Il n'a pas 5 ans et pleure à vous déchirer le cœur. Sa mère le tire par la main. Il trébuche, pieds nus dans les cailloux, alors que quelques centaines de mètres derrière lui, des obus de mortiers explosent dans Bambo, bourg perdu dans les montagnes de l'est de la République démocratique du Congo.
Il est midi ce 26 octobre, le soleil est au zénith, et les rebelles du M23 viennent d'attaquer cette localité du territoire de Rutshuru, dans la province du Nord-Kivu.
Une énième rafale de mitrailleuse claque. Des familles entières se mettent à courir, ça se bouscule sur la piste. Pris de panique, des dizaines de militaires et policiers congolais accélèrent, tentent de doubler tout le monde, de sortir de cette foule pour ne pas être pris par les rebelles.
La file s'étire sur des kilomètres. Ils sont des milliers à fuir devant l'arrivée du M23.
À plusieurs reprises depuis fin 2022, les États-Unis et l'Union européenne ont demandé au Rwanda de cesser son soutien au M23. Des demandes restées sans effet, Kigali nie jusqu'à présent toute implication dans le conflit.
"Forts en embuscade"
Le M23 (Mouvement du 23 mars) est le produit de rébellions passées, proches de Kigali et Kampala, qui opéraient depuis la fin des années 1990 dans l'est de la RDC. En 2013, les rebelles du M23 sont défaits militairement et trouvent refuge chez leurs parrains rwandais et ougandais, où ils resteront en sommeil pendant près de 10 ans.

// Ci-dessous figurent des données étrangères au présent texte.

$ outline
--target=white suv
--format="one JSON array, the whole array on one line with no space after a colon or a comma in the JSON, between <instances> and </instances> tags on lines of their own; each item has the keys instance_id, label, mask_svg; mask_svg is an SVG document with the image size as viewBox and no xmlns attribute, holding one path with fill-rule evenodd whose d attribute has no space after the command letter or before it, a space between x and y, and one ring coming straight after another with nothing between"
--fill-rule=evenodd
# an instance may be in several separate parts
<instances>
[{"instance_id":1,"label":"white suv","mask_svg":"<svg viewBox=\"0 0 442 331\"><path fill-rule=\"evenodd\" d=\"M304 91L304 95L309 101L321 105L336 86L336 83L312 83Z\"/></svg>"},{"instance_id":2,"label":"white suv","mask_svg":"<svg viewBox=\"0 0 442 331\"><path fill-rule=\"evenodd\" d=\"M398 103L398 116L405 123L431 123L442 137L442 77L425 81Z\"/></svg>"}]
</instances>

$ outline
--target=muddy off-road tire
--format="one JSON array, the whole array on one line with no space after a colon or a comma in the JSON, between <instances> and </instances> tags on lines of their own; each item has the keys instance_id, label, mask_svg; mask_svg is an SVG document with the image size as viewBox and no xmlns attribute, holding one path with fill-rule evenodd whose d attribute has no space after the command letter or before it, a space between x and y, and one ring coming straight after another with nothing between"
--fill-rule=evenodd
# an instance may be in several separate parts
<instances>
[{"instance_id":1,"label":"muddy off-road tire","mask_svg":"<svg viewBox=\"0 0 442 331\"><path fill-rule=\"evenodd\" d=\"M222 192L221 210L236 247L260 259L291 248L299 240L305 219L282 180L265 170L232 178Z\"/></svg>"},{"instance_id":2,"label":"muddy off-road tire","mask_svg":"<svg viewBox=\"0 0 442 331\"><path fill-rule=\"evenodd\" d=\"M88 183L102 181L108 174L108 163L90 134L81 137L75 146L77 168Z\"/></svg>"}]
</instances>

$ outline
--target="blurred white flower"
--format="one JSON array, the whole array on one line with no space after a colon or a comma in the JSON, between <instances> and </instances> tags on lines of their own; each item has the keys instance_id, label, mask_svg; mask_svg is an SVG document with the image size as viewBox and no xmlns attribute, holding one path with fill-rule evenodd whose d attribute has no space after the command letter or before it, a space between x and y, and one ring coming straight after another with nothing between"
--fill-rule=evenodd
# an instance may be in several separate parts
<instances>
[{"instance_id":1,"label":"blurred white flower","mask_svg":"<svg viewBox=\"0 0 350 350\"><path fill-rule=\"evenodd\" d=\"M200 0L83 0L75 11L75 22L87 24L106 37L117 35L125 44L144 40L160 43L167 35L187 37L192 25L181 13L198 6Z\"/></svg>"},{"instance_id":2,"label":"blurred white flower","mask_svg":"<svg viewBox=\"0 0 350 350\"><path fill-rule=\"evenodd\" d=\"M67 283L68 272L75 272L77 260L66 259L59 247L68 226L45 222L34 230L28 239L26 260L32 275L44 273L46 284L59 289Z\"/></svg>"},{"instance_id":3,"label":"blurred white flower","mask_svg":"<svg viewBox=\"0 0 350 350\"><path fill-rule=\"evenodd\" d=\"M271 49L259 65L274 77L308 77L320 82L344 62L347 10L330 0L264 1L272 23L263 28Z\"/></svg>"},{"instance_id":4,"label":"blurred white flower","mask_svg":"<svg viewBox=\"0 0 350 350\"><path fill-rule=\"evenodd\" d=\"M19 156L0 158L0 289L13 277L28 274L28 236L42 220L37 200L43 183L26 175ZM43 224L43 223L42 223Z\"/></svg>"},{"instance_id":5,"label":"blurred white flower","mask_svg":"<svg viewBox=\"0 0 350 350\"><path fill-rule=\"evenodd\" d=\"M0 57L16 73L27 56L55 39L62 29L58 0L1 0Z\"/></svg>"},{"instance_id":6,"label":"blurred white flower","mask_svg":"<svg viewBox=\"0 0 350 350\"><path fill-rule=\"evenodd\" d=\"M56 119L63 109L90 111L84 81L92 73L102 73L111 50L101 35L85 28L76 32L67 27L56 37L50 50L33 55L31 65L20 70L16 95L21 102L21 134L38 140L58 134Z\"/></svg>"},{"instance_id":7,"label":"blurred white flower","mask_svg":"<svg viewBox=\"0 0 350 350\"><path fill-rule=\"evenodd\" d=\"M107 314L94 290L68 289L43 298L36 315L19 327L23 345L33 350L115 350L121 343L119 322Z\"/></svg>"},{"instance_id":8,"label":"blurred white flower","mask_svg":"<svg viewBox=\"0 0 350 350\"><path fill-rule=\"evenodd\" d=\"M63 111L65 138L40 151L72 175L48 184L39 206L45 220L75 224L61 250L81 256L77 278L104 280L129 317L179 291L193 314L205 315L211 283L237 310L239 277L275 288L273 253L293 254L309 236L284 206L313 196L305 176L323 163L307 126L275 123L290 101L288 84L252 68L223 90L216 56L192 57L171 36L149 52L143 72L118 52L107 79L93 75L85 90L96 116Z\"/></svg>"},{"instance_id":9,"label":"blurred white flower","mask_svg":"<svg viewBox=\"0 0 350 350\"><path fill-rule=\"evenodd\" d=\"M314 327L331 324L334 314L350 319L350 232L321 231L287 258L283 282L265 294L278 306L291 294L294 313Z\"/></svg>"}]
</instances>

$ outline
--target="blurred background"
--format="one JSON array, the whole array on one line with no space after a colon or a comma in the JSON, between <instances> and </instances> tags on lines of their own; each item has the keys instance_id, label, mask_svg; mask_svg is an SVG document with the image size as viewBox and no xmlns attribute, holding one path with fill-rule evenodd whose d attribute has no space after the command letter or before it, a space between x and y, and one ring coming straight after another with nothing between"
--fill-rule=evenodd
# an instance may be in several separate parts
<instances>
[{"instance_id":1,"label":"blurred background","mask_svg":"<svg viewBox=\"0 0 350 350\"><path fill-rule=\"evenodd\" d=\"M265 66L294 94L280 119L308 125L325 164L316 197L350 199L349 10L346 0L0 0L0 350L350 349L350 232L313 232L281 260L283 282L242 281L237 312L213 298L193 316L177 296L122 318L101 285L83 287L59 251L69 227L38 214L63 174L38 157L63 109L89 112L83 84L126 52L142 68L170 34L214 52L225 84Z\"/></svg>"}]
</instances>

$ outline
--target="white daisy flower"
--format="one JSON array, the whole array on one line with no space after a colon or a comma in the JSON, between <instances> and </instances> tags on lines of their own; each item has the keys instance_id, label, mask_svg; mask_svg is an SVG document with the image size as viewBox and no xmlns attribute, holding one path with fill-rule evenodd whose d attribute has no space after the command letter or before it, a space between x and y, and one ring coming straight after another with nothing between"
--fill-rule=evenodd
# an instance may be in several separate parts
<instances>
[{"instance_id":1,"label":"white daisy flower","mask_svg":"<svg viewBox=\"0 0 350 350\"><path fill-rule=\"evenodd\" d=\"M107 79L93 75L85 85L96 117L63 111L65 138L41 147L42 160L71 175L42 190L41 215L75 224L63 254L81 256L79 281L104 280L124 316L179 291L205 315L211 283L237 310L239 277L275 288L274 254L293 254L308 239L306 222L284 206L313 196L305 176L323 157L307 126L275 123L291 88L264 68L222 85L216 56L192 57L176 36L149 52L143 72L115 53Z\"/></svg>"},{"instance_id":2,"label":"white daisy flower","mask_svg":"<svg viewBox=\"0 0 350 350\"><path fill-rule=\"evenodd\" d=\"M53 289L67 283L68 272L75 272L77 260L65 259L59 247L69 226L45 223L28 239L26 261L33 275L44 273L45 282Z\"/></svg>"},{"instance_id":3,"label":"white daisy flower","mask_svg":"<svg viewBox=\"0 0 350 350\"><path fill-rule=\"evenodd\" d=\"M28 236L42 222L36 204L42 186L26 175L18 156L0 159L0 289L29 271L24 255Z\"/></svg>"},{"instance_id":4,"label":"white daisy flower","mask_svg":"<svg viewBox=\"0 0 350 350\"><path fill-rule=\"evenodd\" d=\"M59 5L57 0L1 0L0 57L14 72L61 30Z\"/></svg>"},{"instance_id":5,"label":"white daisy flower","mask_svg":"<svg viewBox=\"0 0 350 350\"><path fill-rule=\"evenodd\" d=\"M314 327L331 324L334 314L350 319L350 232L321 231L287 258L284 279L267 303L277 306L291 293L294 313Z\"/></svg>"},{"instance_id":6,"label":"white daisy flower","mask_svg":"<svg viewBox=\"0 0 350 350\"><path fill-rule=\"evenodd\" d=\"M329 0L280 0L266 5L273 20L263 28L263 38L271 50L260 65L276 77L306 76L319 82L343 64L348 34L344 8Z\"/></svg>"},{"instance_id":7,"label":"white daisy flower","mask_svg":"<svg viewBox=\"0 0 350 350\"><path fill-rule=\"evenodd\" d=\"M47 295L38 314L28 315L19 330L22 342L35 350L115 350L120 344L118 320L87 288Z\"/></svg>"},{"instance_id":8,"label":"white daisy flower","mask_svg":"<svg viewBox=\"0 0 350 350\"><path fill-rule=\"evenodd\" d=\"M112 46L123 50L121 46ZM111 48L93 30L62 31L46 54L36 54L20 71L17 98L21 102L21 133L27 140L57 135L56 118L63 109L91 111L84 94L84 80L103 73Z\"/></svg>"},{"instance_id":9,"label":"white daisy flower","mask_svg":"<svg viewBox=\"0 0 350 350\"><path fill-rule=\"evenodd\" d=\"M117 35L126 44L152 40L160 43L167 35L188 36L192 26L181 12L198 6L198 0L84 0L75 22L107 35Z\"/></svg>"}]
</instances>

Selon plusieurs rapports de l'ONU, les actes de violence et les discours de haine à l'encontre des membres de la communauté tutsi en RDC ont augmenté concomitamment à la résurgence du M23.
À Bambo, les habitants se souviennent de la première arrivée des rebelles en novembre dernier. L'armée congolaise était en déroute, et le M23 s'était emparé en quelques heures de la ville et d'un gros village, Kishishe, à une dizaine de kilomètres au nord.
L'énergie du M23 à garder le contrôle de cette zone n'est pas sans raison : les collines autour de Bambo et Kishishe sont des bastions historiques des FDLR, les Forces démocratiques pour la libération du Rwanda, un groupe armé créé par d'anciens hauts responsables du génocide des Tutsi au Rwanda en 1994.
Bien que Kinshasa nie toute coopération avec les FDLR, à Bambo, ils marchaient côte à côte avec l'armée et d'autres milices supplétives.
"Délaissés"
En avril, sans raison apparente, le M23 s'était retiré et restait depuis à une vingtaine de kilomètres. Sur les lignes de front, dont celle de Goma, la capitale du Nord-Kivu à une soixantaine de kilomètres plus au sud, une trêve semblait observée depuis lors.
Selon l'Organisation internationale pour les migrations (OIM), la RDC compte actuellement le nombre record de 6,9 millions de déplacés, dont près d'un million dû au conflit avec le M23.